O paraplégico Josélio de Sousa, de 28 anos - acampado na Fazenda Maísa - gastou três dias de ônibus entre Mossoró (RN) e Goiânia para participar da marcha com seu carrinho, que ele move com a mão. Josélio diz que mora sob uma barraca de lona e espera o assentamento definitivo para ele e os quatro irmãos.

- Vim para dar um exemplo de luta em favor da reforma agrária. Quero pedir ao Lula para ajudar mais os pobres - diz Josélio.

O estudante Felipe Alves da Silva, de 13 anos, participa de uma marcha pela primeira vez. Com o rosto suado, diz que a família deixou os acampamentos da região do alto Araguaia em Goiás para engrossar o movimento. Ontem, Felipe percorreu a pé os primeiros 16,5 quilômetros.

- Vou pedir a Lula para arrumar as estradas e os colégios - diz.

A expectativa de vários idosos que estão na marcha é ver Lula de perto e entregar alguma mensagem. Diabética e com problemas na coluna, Rute Gomes de Oliveira, 60 anos, marchou todo o percurso de ontem, junto com o marido, Laurindo Gomes, de 67 anos, e o neto, Maxuel, de 14 anos. O casal mora no assentamento Canudos, em Palmeira de Goiás.

- O Lula tem de criar mais coragem para fazer a reforma agrária. Estaremos lá em Brasília para dar força a ele. Se a gente não der esse impulso, ele vai cair - acredita.

Laurindo diz ter recebido um lote na reforma agrária há seis anos, mas não teve acesso a todos os financiamentos do Programa Nacional de Fortalecimento da Agricultura Familiar (Pronaf). Além disso, afirma ele, a energia elétrica só agora vem sendo instalada no assentamento, o que impedia a utilização de maquinário.

- O Brasil é o país da escravidão, do latifúndio e da repressão.

Além da rádio itinerante - que no seu primeiro dia teve falhas de transmissão - o MST montou uma estrutura tecnológica, que inclui câmeras digitais para registrar a marcha. Os radinhos de pilha e os fones de ouvido foram emprestados pela organização do Fórum Social Mundial e serão devolvidos após a marcha. Além da Polícia Rodoviária Federal, a segurança do percurso é feita por homens do MST, que circulam de moto. Uma ambulância socorre os que passam mal.

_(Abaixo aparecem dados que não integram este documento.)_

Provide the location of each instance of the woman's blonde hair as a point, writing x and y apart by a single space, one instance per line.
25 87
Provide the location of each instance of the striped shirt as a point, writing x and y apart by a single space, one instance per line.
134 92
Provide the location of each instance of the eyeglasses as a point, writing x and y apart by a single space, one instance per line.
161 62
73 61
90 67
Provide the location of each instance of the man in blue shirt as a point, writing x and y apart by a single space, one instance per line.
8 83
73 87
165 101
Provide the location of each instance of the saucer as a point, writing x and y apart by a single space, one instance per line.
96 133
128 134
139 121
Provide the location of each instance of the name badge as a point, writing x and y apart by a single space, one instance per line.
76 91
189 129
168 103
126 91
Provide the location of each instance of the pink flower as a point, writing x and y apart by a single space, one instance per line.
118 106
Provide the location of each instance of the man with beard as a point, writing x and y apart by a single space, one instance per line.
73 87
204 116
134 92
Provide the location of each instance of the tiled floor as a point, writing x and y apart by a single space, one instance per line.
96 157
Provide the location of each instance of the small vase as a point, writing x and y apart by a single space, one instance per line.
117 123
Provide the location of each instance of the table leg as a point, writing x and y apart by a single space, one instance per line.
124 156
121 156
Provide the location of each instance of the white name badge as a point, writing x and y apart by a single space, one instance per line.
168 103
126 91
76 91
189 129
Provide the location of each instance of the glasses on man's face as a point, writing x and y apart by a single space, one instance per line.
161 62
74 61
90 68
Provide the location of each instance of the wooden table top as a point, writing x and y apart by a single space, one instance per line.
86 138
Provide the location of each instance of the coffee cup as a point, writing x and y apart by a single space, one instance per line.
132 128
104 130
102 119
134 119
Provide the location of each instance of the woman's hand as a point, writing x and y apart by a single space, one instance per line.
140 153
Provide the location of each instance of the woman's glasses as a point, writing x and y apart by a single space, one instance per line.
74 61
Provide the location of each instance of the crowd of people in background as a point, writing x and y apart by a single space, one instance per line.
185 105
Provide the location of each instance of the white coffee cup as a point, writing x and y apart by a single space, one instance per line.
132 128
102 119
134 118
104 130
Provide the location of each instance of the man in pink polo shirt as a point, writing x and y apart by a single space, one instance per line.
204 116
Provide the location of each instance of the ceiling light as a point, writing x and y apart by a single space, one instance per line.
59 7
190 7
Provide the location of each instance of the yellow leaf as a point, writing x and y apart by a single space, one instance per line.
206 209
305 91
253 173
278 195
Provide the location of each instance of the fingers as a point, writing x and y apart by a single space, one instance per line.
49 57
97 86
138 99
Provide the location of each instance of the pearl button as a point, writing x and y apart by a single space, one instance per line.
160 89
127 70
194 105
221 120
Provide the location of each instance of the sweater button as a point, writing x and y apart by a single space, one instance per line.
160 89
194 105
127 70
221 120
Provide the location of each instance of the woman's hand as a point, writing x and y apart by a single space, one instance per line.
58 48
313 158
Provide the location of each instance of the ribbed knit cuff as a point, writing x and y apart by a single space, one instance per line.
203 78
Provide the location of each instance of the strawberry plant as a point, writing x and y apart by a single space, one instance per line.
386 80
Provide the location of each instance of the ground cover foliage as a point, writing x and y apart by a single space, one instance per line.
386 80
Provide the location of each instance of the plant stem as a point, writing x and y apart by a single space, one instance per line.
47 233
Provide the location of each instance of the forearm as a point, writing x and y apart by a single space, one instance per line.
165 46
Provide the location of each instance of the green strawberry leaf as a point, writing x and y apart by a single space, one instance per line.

O MST também reforçou a segurança interna do movimento. Cada bloco de sem-terra tem um coordenador e um segurança, tudo para evitar infiltrações. Os sem-terra só dão entrevistas quando autorizados pelo movimento. Muitos manifestantes marcham com guarda-chuva e chapéu de palha. A marcha foi planejada durante um ano e as despesas com comida e transporte foram pagas pelos assentados.

A marcha chega em Brasília dia 17. Até lá, 60 manifestantes estarão mobilizando organizações não governamentais, sindicatos e representações de estudantes para a recepção da marcha no centro de Brasília. Em 1997, o MST conseguiu reunir mais de 100 mil na capital, com uma marcha composta por pouco mais de 1,3 mil pessoas. Desta vez, o movimento não tem estimativas do número de pessoas que poderão recepcionar a marcha.